Airports are an integral part of the national and international transportation system, and they play a major role in the nation’s economic stability. Thus, it is extremely important for airlines to develop systems that promote efficiency, promptness and overall consumer satisfaction. But as airlines continue to change rules and regulations, one of the controversial issues involving baggage remains a huge debate among passengers and airline companies. With the rising cost of boarding and baggage fees, many consumers are opting for carry-on luggage versus checking bags in at the airport. Also, the fear of lost luggage, delays and long waiting lines deter many consumers from bringing large amounts of baggage on trips. The perpetual airport baggage debate shows the urgent need for an innovative baggage process system that will minimize delays and secure luggage. Thus, Stocking, DeLong, Braunagel, & Healy (2009) found that research and timely information pertaining to operational issues and passenger complaints can help airlines develop an effective integrated organization system that can help to reduce delays, wait time and other issues that adversely affect the consumer airport experience.

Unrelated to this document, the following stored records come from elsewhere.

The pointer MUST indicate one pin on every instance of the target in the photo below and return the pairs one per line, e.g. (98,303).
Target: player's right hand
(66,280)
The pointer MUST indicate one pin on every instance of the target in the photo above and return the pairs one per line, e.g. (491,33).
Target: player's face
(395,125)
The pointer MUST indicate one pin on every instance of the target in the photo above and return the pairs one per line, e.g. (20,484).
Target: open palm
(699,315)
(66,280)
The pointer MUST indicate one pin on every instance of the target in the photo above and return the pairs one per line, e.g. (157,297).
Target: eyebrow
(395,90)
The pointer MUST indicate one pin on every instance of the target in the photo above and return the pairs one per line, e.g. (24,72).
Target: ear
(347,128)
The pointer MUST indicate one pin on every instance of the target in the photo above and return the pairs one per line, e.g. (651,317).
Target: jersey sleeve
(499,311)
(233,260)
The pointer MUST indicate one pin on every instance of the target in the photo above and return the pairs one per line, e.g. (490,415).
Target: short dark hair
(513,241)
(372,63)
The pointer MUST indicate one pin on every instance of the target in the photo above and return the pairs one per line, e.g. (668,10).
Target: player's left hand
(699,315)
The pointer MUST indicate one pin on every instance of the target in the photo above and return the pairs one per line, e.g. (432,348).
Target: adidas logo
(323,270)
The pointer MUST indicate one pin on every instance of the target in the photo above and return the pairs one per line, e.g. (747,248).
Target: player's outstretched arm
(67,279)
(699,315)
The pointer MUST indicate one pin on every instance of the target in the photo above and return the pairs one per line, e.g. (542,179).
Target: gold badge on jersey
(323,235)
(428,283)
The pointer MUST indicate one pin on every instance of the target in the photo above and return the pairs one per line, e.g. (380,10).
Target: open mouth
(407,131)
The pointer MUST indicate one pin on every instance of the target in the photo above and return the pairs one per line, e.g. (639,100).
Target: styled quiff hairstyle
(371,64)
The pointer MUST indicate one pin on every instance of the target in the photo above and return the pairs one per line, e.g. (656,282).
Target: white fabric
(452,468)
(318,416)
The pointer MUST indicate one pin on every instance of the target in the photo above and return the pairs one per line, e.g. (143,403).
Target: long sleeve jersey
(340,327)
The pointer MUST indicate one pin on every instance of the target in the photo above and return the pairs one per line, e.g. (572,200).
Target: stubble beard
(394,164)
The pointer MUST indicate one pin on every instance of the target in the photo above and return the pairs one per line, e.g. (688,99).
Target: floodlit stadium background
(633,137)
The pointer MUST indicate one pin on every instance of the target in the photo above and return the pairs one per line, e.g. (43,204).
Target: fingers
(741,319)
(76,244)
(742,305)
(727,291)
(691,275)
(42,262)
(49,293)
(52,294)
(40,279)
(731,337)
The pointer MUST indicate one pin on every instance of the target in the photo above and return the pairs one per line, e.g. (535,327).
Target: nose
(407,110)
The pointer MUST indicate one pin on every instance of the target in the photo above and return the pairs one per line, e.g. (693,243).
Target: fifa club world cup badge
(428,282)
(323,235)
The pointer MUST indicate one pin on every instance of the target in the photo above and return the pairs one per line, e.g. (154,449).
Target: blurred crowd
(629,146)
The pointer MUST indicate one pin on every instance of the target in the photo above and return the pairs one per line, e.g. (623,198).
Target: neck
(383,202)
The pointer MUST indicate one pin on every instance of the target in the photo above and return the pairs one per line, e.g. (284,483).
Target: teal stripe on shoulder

Technology is the chief driver of innovative developments and business initiatives (Baltzan & Phillips, 2011). With evolving industry trends, it is extremely important for organizations to continue to develop new, innovative products to maintain success and offset competition. Swanson (1994) found that Information Systems (IS) is essential to an organization’s success, and it is rapidly growing and changing the scope of operations within a business. Information technology in the airline industry has expanded to include new operation tasks in data administration, network management and other technologically advanced areas. “The meshing of new technology with organization design, process, strategy, and external relationships appears to be one of the most important issues of the next decade” (Swanson, 1994, p. 1069). Ultimately, it is vital for organizations to implement technological advances into product development to ensure efficacy and longevity.
Moreover, a technology-based approach to product development will allow organizations to develop systems, which “show an objective return in terms of cost, efficiency, effectiveness or, more typically, all three” (Clarke, 2007, p. 7). Thus, technology plays a major role in innovation and creative product development. Also, classification and alignment of information systems within a particular airline is extremely important for airlines to effectively manage information systems (Marks & Rietsema, 2014). Thus, functional aligning systems will provide more strategic organization and allow users to easily management technology systems within a particular airport. O’Brien & Marakas (2010) found that enterprise collaboration with different IT technologies such as the Internet and Intranet can also help enhance product development and boost competitive advantage among companies.
Another key element of product development within airline organizations is airport information systems security. With past terrorist activists, most notably, 9/11, airport security has changed in order to ensure the overall safety of all passengers. New stricter rules and regulations for boarding have been implemented to help make sure that no illegal items, weapons or terroristic activity takes place on the flight. Wilson (2003) found that increased security measures that involve sharing and exchanging information between different airport services will allow access control and authentication to be effective in all airports. Each airline has a different airport environment that requires different security methods, but implementing a universal security measure that can be used interchangeably among airports can help strengthen communications and security in the airline industry as a whole.
Furthermore, cost is an important factor to consider when creating innovative product developments. Watson (2013) found that more frugal and minimal resources can be effective in helping to implement information systems within organizations. This will allow airlines to develop cost-saving systems that will be effective in product development that can possibly lower baggage cost and other fees associated with boarding. Cost-effective techniques are essential to organizations because it allows organizations to lower fees and allocate additional funds towards other critical areas of the airline organization. Thus, this is extremely beneficial for all airlines and especially for consumers who are not pleased with high baggage fees. Ultimately, product development that requires scarce resources will help organizations to maintain profit and increase consumer satisfaction by lowering fees.
Edmondson & Nembhard (2009) found that teamwork is a critical component of product development. “In today’s organizations, the design, development and production of new products is a fast-paced interdisciplinary endeavor—calling for teams rather than highly structured functional organizations to get the job done” (Edmondson & Nembhard, 2009, p. 124). Thus, teamwork allows professionals from different departments within an organization to utilize their diverse skills and expertise to develop the highest quality product in the shortest amount of time. Thus, developing an integrated information system that is inclusive of all department leaders will broaden the product development process. Essentially, an effective teamwork strategy will help to improve information systems within airlines.
Overall, the implementation of focus groups will help organizations research and develop effective product development methods. Thus, focus groups allow professionals to collaborate, and they can be tailored to meet the distinct needs and trends of a particular airline work environment. Langford & McDonagh-Philp (2002) found that focus group research “provides a basic structure to the elicitation of user needs, but also provides an adaptable method that includes a high level of informality” (p. 67). Thus, understanding the needs and requirements of a particular airport service is detrimental to developing an effective product strategy that will help to improve critical areas of the organization.